Workloads were already untenable, with many staff working 7-day weeks as standard. They have spiralled out of control since the pandemic began, with four-fifths of university staff struggling with sky-rocketing workload and associated poor mental health.

Degraded pay and unmanageable workloads are both profoundly discriminatory in their impact. Shamefully, the racial, gender, and disability pay gaps in higher education stand at 17%, 16%, and 9% respectively, while BAME women, LGBT+ and disabled staff are all much more likely to experience high workloads and resultant stress.

Perhaps worst of all, though, is the scourge of casualisation – the dirty secret that underpins Britain’s universities. One-third of staff across all academic jobs are on fixed-term contracts, amounting to almost 75,000 staff, while 44% of teaching only staff in universities are in temporary posts. Several thousand academics are on zero-hours contracts, while over 66,000 are excluded from the main staff record as a result of being on ‘atypical’ contracts.

This is far from a ‘reserve army’ of labour: without precariously-employed staff, universities would collapse. Those on atypical contracts do up to one-third of teaching in many institutions. Given precarity is the default mode of work and life for so many working class, and particularly young working class, people in the economy today, our fight against casualisation is part of a much wider struggle.

Against this background, one of the few things that makes working in higher education a salvageable prospect for young people and those early in their careers is the chance of a decent pension. Outside the public sector, USS is one of the few defined benefit pension schemes left standing – as retirement income, like so much else, has been ravaged by the whims of the market.

Yet university managers are doing their best to trash pensions, too. Cuts to USS since 2011 have already left the typical member of staff £240,000 worse off, and now, employers are trying to force through a 35% cut to guaranteed retirement income.

In their determination to relentlessly attack the livelihoods of our members and run universities like businesses, Vice Chancellors are ‘managing’ the higher education sector like vandals.
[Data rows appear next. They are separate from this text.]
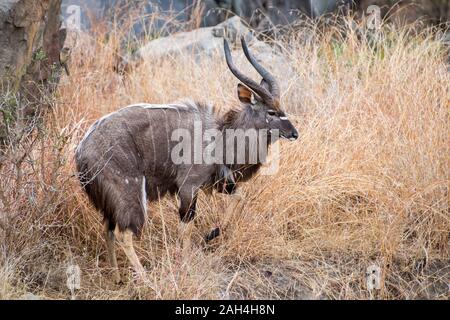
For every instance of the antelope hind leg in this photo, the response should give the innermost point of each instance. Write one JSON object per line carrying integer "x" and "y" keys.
{"x": 126, "y": 241}
{"x": 110, "y": 246}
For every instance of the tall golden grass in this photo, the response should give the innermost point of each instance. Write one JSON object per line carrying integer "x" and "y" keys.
{"x": 366, "y": 184}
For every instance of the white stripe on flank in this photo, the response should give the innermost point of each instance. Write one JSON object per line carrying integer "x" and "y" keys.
{"x": 172, "y": 106}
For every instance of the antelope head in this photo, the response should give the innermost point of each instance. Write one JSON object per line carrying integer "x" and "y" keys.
{"x": 262, "y": 98}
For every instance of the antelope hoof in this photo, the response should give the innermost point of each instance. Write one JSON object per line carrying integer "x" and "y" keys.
{"x": 212, "y": 235}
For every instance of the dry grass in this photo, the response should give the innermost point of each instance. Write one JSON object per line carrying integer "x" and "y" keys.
{"x": 367, "y": 182}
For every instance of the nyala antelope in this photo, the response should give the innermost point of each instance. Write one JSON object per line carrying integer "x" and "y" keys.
{"x": 124, "y": 159}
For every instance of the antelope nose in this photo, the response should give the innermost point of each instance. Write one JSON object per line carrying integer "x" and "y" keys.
{"x": 294, "y": 135}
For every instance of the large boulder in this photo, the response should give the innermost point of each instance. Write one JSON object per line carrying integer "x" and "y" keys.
{"x": 30, "y": 43}
{"x": 208, "y": 42}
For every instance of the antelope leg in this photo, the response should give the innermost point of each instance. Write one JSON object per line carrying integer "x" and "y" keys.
{"x": 110, "y": 246}
{"x": 126, "y": 241}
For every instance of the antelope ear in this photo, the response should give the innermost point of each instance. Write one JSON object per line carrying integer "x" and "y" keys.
{"x": 245, "y": 94}
{"x": 265, "y": 84}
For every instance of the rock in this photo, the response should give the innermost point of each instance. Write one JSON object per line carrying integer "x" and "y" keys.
{"x": 30, "y": 42}
{"x": 208, "y": 42}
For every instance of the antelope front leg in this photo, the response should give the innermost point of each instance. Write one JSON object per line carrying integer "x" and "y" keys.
{"x": 187, "y": 211}
{"x": 126, "y": 242}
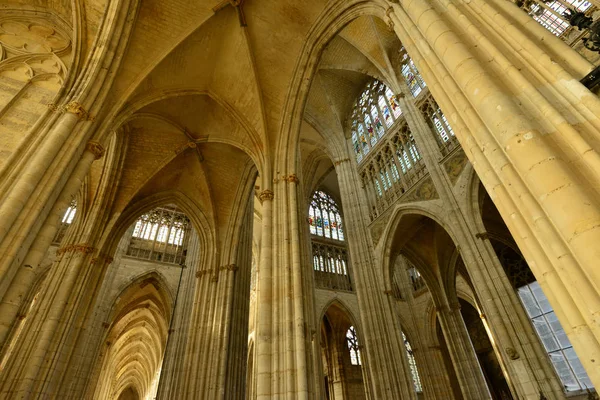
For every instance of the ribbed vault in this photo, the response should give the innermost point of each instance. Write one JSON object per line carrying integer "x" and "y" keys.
{"x": 135, "y": 342}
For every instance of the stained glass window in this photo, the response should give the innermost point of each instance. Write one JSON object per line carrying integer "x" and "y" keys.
{"x": 550, "y": 15}
{"x": 352, "y": 341}
{"x": 375, "y": 110}
{"x": 412, "y": 363}
{"x": 555, "y": 340}
{"x": 70, "y": 213}
{"x": 159, "y": 235}
{"x": 413, "y": 78}
{"x": 324, "y": 217}
{"x": 65, "y": 222}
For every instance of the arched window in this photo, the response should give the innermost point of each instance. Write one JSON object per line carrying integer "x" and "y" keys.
{"x": 65, "y": 222}
{"x": 324, "y": 217}
{"x": 159, "y": 235}
{"x": 352, "y": 341}
{"x": 374, "y": 112}
{"x": 411, "y": 75}
{"x": 412, "y": 364}
{"x": 330, "y": 257}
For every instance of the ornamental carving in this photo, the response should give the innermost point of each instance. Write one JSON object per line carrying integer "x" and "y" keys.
{"x": 96, "y": 149}
{"x": 266, "y": 195}
{"x": 455, "y": 165}
{"x": 77, "y": 109}
{"x": 20, "y": 36}
{"x": 76, "y": 248}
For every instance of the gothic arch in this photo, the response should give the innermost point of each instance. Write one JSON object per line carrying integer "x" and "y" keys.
{"x": 199, "y": 220}
{"x": 331, "y": 21}
{"x": 258, "y": 152}
{"x": 136, "y": 337}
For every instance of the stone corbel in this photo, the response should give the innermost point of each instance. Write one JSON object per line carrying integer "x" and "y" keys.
{"x": 512, "y": 353}
{"x": 77, "y": 109}
{"x": 96, "y": 149}
{"x": 266, "y": 195}
{"x": 292, "y": 178}
{"x": 76, "y": 248}
{"x": 387, "y": 19}
{"x": 102, "y": 258}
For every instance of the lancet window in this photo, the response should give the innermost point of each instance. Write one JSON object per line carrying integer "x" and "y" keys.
{"x": 553, "y": 336}
{"x": 353, "y": 347}
{"x": 411, "y": 75}
{"x": 330, "y": 255}
{"x": 544, "y": 320}
{"x": 415, "y": 278}
{"x": 160, "y": 235}
{"x": 550, "y": 14}
{"x": 65, "y": 222}
{"x": 375, "y": 111}
{"x": 412, "y": 364}
{"x": 324, "y": 217}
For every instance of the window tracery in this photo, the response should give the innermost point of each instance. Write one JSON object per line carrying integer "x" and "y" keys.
{"x": 160, "y": 235}
{"x": 353, "y": 347}
{"x": 411, "y": 75}
{"x": 412, "y": 364}
{"x": 554, "y": 338}
{"x": 324, "y": 217}
{"x": 330, "y": 256}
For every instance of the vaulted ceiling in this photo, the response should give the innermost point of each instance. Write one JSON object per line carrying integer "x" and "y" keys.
{"x": 217, "y": 77}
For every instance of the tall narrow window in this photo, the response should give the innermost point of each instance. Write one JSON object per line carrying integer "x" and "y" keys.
{"x": 412, "y": 364}
{"x": 65, "y": 222}
{"x": 553, "y": 336}
{"x": 330, "y": 256}
{"x": 375, "y": 110}
{"x": 159, "y": 235}
{"x": 413, "y": 78}
{"x": 550, "y": 13}
{"x": 353, "y": 346}
{"x": 324, "y": 217}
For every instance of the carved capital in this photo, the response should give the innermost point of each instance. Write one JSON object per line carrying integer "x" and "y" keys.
{"x": 338, "y": 162}
{"x": 76, "y": 248}
{"x": 293, "y": 178}
{"x": 388, "y": 20}
{"x": 266, "y": 195}
{"x": 512, "y": 353}
{"x": 482, "y": 235}
{"x": 77, "y": 109}
{"x": 102, "y": 258}
{"x": 96, "y": 149}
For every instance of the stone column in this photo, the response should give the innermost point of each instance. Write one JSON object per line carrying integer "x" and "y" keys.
{"x": 492, "y": 293}
{"x": 264, "y": 314}
{"x": 384, "y": 369}
{"x": 534, "y": 149}
{"x": 28, "y": 272}
{"x": 466, "y": 365}
{"x": 432, "y": 372}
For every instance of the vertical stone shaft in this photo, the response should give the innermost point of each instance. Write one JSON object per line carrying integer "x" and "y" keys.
{"x": 29, "y": 270}
{"x": 265, "y": 300}
{"x": 382, "y": 338}
{"x": 529, "y": 177}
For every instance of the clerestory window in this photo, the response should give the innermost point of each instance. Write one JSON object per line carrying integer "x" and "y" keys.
{"x": 412, "y": 364}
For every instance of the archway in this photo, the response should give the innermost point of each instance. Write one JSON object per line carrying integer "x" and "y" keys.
{"x": 135, "y": 342}
{"x": 341, "y": 356}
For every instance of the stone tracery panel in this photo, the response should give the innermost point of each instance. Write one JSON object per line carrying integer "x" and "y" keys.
{"x": 33, "y": 67}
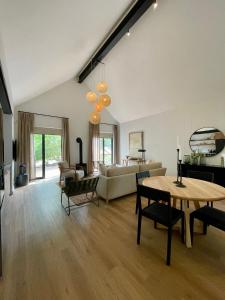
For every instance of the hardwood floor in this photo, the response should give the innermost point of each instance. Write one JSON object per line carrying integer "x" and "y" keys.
{"x": 92, "y": 255}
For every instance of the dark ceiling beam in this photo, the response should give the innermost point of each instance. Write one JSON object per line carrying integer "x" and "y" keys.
{"x": 4, "y": 98}
{"x": 124, "y": 26}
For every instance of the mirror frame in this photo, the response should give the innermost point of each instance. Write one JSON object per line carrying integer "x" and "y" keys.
{"x": 207, "y": 155}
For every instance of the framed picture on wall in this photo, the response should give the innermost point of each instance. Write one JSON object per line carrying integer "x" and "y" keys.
{"x": 136, "y": 142}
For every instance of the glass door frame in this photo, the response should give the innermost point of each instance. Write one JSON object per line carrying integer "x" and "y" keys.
{"x": 103, "y": 147}
{"x": 43, "y": 157}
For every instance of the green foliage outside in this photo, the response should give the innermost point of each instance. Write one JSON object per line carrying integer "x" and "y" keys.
{"x": 52, "y": 147}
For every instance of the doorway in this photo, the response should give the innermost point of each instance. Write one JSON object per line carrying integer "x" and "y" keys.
{"x": 47, "y": 152}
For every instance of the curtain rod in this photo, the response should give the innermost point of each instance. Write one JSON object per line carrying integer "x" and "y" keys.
{"x": 107, "y": 124}
{"x": 43, "y": 115}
This regime governing the UK’s universities harms students and staff in equal measure. That was clearer than ever during the pandemic, when many students were brought back to campus under false pretences, only to be locked up in their halls of residence.

For universities reliant on income from tuition fees and rent, thanks to marketisation, students were seen as cash-cows – with their wellbeing at best a secondary concern. Students fought back with inspiring protests, rent strikes, and occupations, always making clear who was to blame: super-rich Vice Chancellors, not hard-working staff. And UCU was proud to stand with and support them.

Our demands – for pension cuts to be revoked, a £2.5k pay uplift to be implemented, and for national frameworks to tackle casualisation, workload and equality issues – are simple. But winning them is crucial to the future of universities, and crucial for our movement.

In October 2018, six months before my election as general secretary, we only got 8 branches over the 50% turnout threshold in a pay ballot. By the following winter, more than 70 cleared the hurdle. Now we need to raise the bar again, and given the scale of industrial action our members are voting on from tomorrow, we need the whole movement behind us in this fight.

For the next three weeks, I will be travelling around the country to help branches maximise the turnout and the YES votes in our ballots – and then I’ll see you on the picket lines.